In the notation of Definition 3.6.1 above, we have the following solution to searching with one lie.

Lemma 3.8.6   If $M=2^{2^r-r-1}$, $r=2,3,...$, then $g(M,1)=2^r-1$.

Algorithmic ``proof'': A number from $1$ to $M$ has been choosen. One lie is allowed.

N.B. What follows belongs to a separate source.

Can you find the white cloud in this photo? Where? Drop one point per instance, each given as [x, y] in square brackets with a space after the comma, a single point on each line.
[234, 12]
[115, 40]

1. Write the number choosen in binary. Encode the number using a binary Hamming code $C$ with parameters
   length=$2^r-1$
   dimension = $2^r-r-1$
   minimum distance=3.
   (There is a ``good'' algorithm for this.) Recall that each Hamming $(n,k)$-code is $1$-error correcting.
2. Let $n=2^r-1$. Ask the $n$ Questions: ``Is the $i^{th}$ digit of the encoded number a $1$?'', $i=1,2,...,n$.
3. Let $w_i=1$ if the $i^{th}$ answer is ``yes'', let $w_i=0$ otherwise, and write ${\bf w}=(w_1,w_2,...,w_n)$.
4. Decode ${\bf w}$ to a Hamming codeword ${\bf c}$. (There is a ``good'' algorithm for this.)
5. Translate ${\bf c}$ into decimal.

This solves the searching with lies problem in the case where $M$ is the above power of $2$. The general problem has a similar solution, though the reasoning is a little more complicated. We refer to [Hi], [N]^3.2, and [Mont], for more details.